First of all, this book is told through multiple viewpoints. The shooter feels like each of these characters has done something to him personally, and – I hate to say this – but I can sort of see where he’s coming from. He is clearly suffering from some type of mental illness, and has had little to no support from anyone after the death of his mother. I am NOT saying that anyone deserved what happened to them – there is never a reason to go into a school and open fire on students, most of which quite obviously hadn’t done anything – but there were clear indicators that he wasn’t okay, and, as a teacher, that’s the part that really hit me the hardest. However, I feel like it was precisely because the book is told through these characters’ viewpoints that the book didn’t work for me. I think it would have been a much more powerful read if we could have heard from some of the kids who didn’t know the shooter, and didn’t know what he’d been going through. I dunno. That part of the book just fell flat for me.
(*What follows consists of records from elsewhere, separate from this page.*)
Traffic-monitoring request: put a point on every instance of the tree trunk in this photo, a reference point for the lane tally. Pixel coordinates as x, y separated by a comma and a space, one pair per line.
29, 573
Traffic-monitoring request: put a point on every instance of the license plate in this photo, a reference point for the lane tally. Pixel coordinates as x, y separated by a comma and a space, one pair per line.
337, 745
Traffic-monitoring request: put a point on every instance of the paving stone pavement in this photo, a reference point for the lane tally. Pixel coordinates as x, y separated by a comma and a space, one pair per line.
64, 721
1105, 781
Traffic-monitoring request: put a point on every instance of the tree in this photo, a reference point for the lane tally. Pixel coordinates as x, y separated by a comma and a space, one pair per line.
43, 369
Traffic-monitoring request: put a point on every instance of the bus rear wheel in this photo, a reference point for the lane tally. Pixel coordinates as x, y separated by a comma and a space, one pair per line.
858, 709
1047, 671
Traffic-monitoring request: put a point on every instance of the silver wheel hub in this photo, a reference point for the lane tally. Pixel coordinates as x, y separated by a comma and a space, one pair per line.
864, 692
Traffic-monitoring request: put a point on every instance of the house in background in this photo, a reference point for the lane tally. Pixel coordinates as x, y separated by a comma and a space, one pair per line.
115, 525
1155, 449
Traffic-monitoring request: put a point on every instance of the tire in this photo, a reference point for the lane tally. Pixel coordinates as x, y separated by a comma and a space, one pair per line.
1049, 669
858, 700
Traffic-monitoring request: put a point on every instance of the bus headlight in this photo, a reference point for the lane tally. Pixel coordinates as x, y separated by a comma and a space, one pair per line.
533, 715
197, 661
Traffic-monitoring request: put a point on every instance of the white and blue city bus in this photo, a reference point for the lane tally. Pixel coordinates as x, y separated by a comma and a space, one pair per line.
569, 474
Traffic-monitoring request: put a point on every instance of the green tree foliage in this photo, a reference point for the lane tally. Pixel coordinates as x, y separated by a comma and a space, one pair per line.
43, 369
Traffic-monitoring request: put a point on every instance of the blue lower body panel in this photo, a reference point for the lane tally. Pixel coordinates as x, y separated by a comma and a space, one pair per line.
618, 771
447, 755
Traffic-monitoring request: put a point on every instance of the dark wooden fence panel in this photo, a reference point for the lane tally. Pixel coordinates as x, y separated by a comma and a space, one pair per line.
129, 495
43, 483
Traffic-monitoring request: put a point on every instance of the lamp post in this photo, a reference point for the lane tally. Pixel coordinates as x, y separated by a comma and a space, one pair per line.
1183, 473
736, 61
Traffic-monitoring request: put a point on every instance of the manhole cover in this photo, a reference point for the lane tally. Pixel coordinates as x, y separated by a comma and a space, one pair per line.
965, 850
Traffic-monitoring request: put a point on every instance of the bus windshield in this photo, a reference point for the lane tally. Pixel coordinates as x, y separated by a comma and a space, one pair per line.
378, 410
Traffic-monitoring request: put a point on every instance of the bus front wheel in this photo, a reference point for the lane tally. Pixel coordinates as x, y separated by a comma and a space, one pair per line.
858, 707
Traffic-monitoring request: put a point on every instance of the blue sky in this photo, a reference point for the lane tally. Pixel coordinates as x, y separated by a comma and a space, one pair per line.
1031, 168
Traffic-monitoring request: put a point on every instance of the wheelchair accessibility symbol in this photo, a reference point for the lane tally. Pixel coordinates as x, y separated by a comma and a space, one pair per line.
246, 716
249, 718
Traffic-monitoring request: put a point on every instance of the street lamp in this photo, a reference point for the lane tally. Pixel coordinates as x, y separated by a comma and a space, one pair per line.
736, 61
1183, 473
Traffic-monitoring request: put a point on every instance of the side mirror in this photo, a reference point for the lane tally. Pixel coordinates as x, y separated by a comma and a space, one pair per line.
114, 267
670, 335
There are also timestamps in this book, which are supposed to help with the urgency of the situation, and help the reader stay engaged. And I do want to say that, while I didn’t love this book, it was a quick read, and I was definitely interested in seeing how things would turn out. But there wasn’t the “must keep reading” feeling from this book for me, either. I saw someone else say that this was a case of an author with a great idea who struggled to bring it to fruition, and I kind of agree. I think all of the elements were there, but I just wasn’t connected to any of the characters, which didn’t help with my overall feelings.
All in all, I think this book is worth a read. I also want to say that several people did love it – it totally worked for them – and I am kind of the odd bird. But overall I think the focus of this book was on the wrong characters, and the action and suspense weren’t as gripping as it should – and could – have been. However, feel free to take all of this with a grain of salt! If you’re curious at all, I’d recommend you give it a read just so you can see how you feel for yourself.
An e-galley was provided by the publisher via NetGalley in exchange for an honest review.